La afición a las mariscadas de los representantes de los trabajadores, convertida ya en lugar común y carne de ‘meme’ satírico, ha contribuido a su desprestigio mucho más que cualquier otro error de carácter estratégico, laboral o político. Pocas cosas han hecho más daño a ese colectivo que las fotos de dirigentes poniéndose tibios de cigalas o esas facturas de restaurantes que para la mayoría de sus afiliados resultan prohibitivos. Ahora han sido unos piratas cibernéticos –al parecer rusos– los que han destapado en la ‘deep web’ una lista de establecimientos seleccionados por y para la cúpula de Comisiones Obreras, catálogo donde las marisquerías y alguna estrella Michelin ocupan puestos de referencia reveladores de una fijación recurrente incompatible, al menos en teoría, con la forzosa austeridad de su clientela. Amén de que el dinero público que reciben en forma de subvenciones los sujeta a una cierta contención como mínimo estética.

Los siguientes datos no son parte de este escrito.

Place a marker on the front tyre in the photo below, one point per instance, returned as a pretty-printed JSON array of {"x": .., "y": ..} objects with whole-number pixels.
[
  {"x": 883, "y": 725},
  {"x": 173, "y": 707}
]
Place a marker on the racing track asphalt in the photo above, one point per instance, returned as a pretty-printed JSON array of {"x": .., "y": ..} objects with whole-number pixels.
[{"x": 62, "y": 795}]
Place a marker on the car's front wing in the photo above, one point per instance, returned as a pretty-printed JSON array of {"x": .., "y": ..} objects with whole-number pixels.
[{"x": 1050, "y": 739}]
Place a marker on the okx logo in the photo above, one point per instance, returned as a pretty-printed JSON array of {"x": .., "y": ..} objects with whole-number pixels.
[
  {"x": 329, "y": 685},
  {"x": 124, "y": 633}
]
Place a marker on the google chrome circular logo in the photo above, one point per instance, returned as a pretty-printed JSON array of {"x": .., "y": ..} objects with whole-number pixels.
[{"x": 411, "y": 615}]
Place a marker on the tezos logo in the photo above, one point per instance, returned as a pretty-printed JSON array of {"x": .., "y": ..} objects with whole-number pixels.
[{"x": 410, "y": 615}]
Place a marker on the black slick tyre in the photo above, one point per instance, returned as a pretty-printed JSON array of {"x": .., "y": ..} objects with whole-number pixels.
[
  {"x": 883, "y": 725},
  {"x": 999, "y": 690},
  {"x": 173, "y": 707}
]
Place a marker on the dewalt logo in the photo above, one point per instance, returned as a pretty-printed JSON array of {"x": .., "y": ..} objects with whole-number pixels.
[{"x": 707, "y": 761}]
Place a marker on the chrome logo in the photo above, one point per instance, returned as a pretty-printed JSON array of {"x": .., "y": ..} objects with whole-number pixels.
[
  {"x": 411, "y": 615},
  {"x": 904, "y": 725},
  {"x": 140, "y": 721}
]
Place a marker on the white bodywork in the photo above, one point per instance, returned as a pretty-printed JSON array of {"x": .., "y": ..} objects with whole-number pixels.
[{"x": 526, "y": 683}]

El asunto no pasaría de anécdota si no lloviese sobre mojado. Son demasiados los escándalos de corrupción que pesan en los últimos tiempos sobre los sindicatos, casi todos relacionados con la ocultación, el fraude o el despilfarro. En Andalucía hay varios responsables de UGT condenados, entre ellos un ex secretario general, por desviar fondos millonarios de formación mediante alquileres simulados y contratos falsos, registrados en una contabilidad paralela mediante un programa informático. Fue allí donde saltaron a la opinión pública los ostentosos festines culinarios que demolieron el crédito corporativo de las centrales como agentes depositarios de un derecho democrático. Su decreciente implantación los está convirtiendo en meros aparatos de influencia financiados con generosos fondos a cargo del Estado. Bien está, siquiera como mal necesario, siempre que los impuestos de los ciudadanos no terminen transformados en cáscaras de crustáceos.